While the DOL’s Wage and Hour Division will handle its own retaliation cases, OSHA will handle retaliation claims related to the Taxpayer First Act.

Retaliation under the labor laws

The DOL has a web page dedicated to retaliation. Geared toward employees, the page contains a 59-minute webinar and a 34-minute presentation. It also walks employees through various retaliation scenarios:

  • An employee is fired after his manager overhears him telling another employee they’re being cheated out of overtime pay.
  • An employee who returns from intermittent FMLA leave has her hours reduced because her manager says the company needs workers who show up every day.
  • An employee is sent home in the middle of her shift because her manager is displeased about her need to express breast milk.

The DOL also released Field Assistance Bulletin 2022-02, which is directed to the department’s regional administrators. The bulletin goes well beyond the web page’s examples and includes retaliation against employees of federal contractors who take paid sick time and retaliation against employees whose wages are subject to garnishment.

The bulletin makes these key points:

  • Employees are protected from retaliation, even if they mistakenly believe their rights have been violated. Opposite side of the coin: Your actions may constitute retaliation if you mistakenly believe employees participated in a protected activity (e.g., filing a complaint with the DOL).
  • Retaliation is more than firing an employee.
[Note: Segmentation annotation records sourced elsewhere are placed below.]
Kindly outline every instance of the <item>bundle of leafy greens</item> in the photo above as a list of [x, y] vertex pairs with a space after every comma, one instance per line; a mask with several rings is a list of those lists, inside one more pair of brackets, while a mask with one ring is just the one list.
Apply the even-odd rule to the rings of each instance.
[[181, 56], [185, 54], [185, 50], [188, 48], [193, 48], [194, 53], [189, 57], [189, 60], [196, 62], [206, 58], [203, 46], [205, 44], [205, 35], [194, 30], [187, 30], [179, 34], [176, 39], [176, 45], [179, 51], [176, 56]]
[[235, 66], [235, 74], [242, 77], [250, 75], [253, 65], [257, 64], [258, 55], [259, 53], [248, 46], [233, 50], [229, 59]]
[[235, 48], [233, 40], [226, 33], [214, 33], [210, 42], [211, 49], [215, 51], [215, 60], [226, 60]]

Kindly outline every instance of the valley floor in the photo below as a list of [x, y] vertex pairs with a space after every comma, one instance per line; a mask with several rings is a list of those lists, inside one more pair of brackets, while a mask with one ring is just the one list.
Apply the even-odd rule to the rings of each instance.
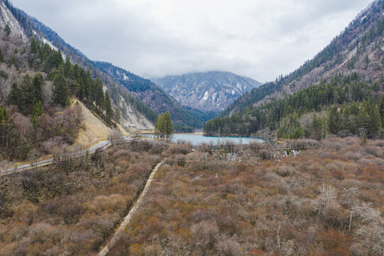
[[139, 141], [0, 177], [0, 255], [97, 255], [165, 157], [109, 255], [380, 255], [384, 142], [320, 146], [275, 161]]

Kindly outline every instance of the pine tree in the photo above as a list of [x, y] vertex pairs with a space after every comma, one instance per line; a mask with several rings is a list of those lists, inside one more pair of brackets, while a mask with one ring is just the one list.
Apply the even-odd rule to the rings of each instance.
[[34, 128], [36, 128], [36, 120], [38, 117], [44, 114], [44, 109], [43, 108], [43, 104], [41, 102], [38, 102], [33, 106], [33, 110], [32, 111], [32, 118], [31, 122]]
[[159, 138], [164, 138], [165, 136], [165, 119], [164, 114], [160, 114], [158, 116], [158, 119], [155, 124], [155, 135]]
[[4, 31], [6, 33], [6, 36], [9, 36], [11, 35], [11, 28], [9, 27], [9, 24], [6, 25], [6, 27], [4, 28]]
[[68, 56], [65, 58], [65, 62], [64, 63], [64, 75], [67, 78], [70, 78], [72, 75], [72, 65]]
[[117, 107], [115, 107], [114, 111], [114, 119], [118, 123], [121, 121], [121, 113], [120, 112], [120, 110]]
[[11, 87], [11, 92], [8, 95], [6, 99], [6, 103], [8, 105], [14, 105], [17, 106], [18, 108], [20, 108], [20, 100], [22, 97], [21, 91], [20, 87], [16, 82], [12, 84]]
[[112, 105], [111, 105], [111, 98], [108, 91], [105, 91], [105, 117], [106, 123], [109, 125], [112, 124], [112, 117], [114, 117], [114, 110], [112, 110]]
[[4, 62], [4, 55], [3, 54], [3, 51], [1, 49], [0, 49], [0, 63]]
[[337, 111], [337, 107], [334, 107], [329, 110], [329, 115], [328, 118], [328, 127], [329, 132], [333, 134], [336, 134], [339, 131], [340, 115]]
[[32, 112], [32, 116], [34, 117], [40, 117], [44, 114], [44, 109], [43, 108], [43, 104], [41, 102], [38, 102], [33, 106], [33, 110]]
[[165, 137], [167, 138], [170, 138], [172, 134], [175, 133], [175, 130], [170, 118], [170, 114], [168, 111], [164, 114], [164, 122], [165, 124]]
[[62, 107], [67, 105], [70, 90], [65, 77], [62, 72], [57, 72], [53, 77], [53, 102]]

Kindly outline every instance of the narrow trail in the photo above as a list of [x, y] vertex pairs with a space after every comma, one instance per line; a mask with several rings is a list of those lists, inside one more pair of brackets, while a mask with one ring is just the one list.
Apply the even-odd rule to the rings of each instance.
[[143, 203], [143, 200], [144, 199], [144, 197], [147, 194], [149, 188], [150, 187], [150, 184], [152, 181], [153, 181], [153, 178], [155, 177], [155, 175], [158, 172], [158, 169], [161, 166], [161, 164], [164, 162], [163, 161], [162, 162], [158, 164], [158, 165], [153, 169], [153, 171], [152, 171], [152, 173], [150, 174], [147, 183], [146, 183], [146, 186], [144, 187], [144, 190], [141, 193], [141, 195], [140, 196], [140, 198], [136, 201], [133, 207], [129, 211], [129, 213], [124, 218], [124, 220], [120, 224], [120, 227], [119, 227], [119, 229], [117, 231], [114, 233], [114, 237], [109, 242], [108, 245], [106, 245], [106, 247], [97, 255], [97, 256], [105, 256], [106, 254], [109, 252], [109, 250], [111, 250], [116, 242], [117, 242], [117, 240], [119, 239], [119, 237], [120, 234], [121, 234], [126, 228], [128, 226], [128, 224], [129, 224], [129, 222], [131, 221], [131, 219], [132, 218], [132, 215], [137, 211], [141, 203]]

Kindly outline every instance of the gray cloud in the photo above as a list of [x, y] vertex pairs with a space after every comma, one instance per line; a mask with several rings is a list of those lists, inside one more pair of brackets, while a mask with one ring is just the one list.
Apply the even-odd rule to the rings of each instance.
[[89, 58], [143, 76], [212, 70], [260, 81], [298, 68], [371, 0], [13, 0]]

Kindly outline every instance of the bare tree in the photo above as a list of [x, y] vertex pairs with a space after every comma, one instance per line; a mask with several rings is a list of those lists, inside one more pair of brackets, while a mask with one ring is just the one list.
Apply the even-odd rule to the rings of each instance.
[[45, 151], [53, 156], [53, 161], [60, 157], [63, 149], [65, 148], [62, 143], [62, 139], [60, 137], [55, 137], [43, 144]]
[[358, 230], [362, 244], [374, 254], [384, 256], [384, 219], [379, 210], [364, 203], [357, 208], [364, 225]]
[[349, 223], [348, 230], [351, 231], [352, 225], [352, 218], [353, 215], [357, 213], [358, 199], [356, 198], [356, 195], [358, 191], [358, 188], [356, 186], [346, 187], [343, 188], [343, 198], [344, 203], [349, 207]]
[[119, 131], [114, 129], [108, 137], [108, 140], [112, 143], [112, 145], [119, 145], [124, 142], [124, 139]]
[[324, 213], [328, 206], [336, 201], [336, 191], [333, 186], [324, 183], [319, 187], [319, 193], [316, 198], [315, 208], [319, 213]]

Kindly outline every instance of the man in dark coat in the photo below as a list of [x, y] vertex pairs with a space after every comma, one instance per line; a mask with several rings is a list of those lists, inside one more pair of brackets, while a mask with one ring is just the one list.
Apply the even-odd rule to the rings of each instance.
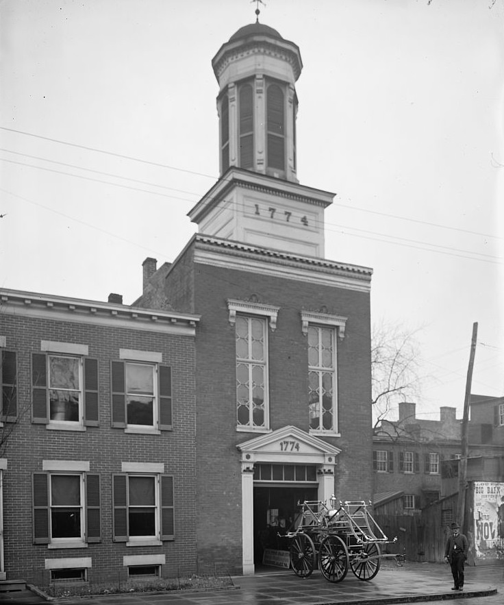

It can be subtle (e.g., you exclude an employee from a regularly scheduled meeting) or overt (e.g., you intimidate employees).
  • The Consumer Credit Protection Act prohibits you from firing an employee because their wages are subject to garnishment, even if the garnishment isn’t subject to the CCPA (e.g., a state tax levy).

Retaliation under the Taxpayer First Act

The IRS has long had a whistleblower program under which informants share in the proceeds of any recovery. The one kink in the program is a lack of job protection for employees who blow the whistle on their employers’ tax shenanigans.
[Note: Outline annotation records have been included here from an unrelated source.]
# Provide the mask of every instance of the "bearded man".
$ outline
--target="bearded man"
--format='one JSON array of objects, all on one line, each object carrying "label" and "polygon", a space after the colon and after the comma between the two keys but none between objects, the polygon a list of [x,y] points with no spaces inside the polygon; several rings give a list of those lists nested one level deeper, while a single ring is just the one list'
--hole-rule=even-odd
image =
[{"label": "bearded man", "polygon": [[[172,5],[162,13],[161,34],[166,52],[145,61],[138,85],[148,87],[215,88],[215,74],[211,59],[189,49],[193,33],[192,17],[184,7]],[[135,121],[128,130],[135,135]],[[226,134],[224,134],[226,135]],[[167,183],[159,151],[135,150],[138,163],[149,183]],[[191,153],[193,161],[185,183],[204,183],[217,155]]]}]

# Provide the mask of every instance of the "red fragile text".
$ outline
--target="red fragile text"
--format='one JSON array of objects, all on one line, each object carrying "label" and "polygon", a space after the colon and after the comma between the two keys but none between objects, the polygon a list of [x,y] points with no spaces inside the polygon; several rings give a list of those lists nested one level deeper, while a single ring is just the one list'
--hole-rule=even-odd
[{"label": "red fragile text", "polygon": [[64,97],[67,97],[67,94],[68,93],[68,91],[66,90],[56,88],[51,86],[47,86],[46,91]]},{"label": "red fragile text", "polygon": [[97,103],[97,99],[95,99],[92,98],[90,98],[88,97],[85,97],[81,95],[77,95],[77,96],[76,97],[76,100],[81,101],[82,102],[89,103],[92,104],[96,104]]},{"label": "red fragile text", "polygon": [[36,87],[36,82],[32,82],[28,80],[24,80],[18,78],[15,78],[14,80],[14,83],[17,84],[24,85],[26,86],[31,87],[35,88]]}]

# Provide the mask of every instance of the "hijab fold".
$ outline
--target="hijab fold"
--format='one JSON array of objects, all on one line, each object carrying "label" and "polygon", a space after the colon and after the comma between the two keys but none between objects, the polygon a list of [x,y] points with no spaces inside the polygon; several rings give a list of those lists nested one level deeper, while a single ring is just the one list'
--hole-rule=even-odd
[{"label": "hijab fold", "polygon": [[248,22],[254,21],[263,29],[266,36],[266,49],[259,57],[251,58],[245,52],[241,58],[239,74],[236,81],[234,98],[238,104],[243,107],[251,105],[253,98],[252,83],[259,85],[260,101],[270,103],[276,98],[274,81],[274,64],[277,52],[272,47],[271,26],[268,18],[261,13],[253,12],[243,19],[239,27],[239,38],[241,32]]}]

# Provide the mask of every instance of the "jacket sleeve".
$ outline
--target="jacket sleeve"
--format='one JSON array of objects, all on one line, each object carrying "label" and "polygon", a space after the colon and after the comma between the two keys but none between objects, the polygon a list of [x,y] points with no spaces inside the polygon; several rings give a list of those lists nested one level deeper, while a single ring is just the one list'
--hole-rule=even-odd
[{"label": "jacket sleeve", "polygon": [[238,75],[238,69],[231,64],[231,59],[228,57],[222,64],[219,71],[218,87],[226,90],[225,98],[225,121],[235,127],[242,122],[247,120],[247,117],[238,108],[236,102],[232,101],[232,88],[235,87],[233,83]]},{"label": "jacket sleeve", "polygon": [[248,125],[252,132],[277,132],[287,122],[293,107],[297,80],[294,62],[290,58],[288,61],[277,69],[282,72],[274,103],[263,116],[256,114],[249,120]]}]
OSHA has published interim final regulations governing the anti-retaliation provisions of the Taxpayer First Act.

Employees are protected from retaliation when they provide information or assist in an investigation they reasonably believe to be related to a tax underpayment or tax fraud. Key: Employees’ belief must be objectively reasonable.

OSHA will apply procedures similar to the procedures it uses to investigate whistleblower complaints related to the Sarbanes-Oxley Act:

  • Employees have 180 days from the date of the alleged retaliation to file a complaint with OSHA.
  • OSHA will provide the employer with a redacted version of the complaint and employers have 20 days to make their case.
  • Within 60 days after a complaint is filed, OSHA will issue a written determination regarding whether there is reasonable cause to believe retaliation has occurred:
    • If yes, it will issue a preliminary order to the employee. The order will include appropriate relief to make the employee whole, including reinstatement, back pay, liquidated damages, lost benefits, attorneys’ fees and costs.
    • If no, OSHA will notify the parties of its finding. If OSHA concludes the complaint was frivolous or was brought in bad faith, it can award employers $1,000 in reasonable attorneys’ fees.

The interim final regs became effective March 7, 2022.

Steps you can take

It’s clear the federal government is cracking down on all sorts of retaliation. But it should never get to retaliation. Here are some moves you can make to forestall a retaliation complaint:

✓ Implement systems that make it easy for employees to file complaints.

✓ Conduct comprehensive investigations.

✓ Determine how far retaliation goes in your company (hopefully, not very far). Consider these questions:

  • Do you believe the company tolerates illegal behavior?
  • Have you ever seen a manager or colleague break the law or breach an ethical standard?
  • Did you ever report a violation and suffer retaliation of any kind?
  • What would you do if you were asked to violate a law?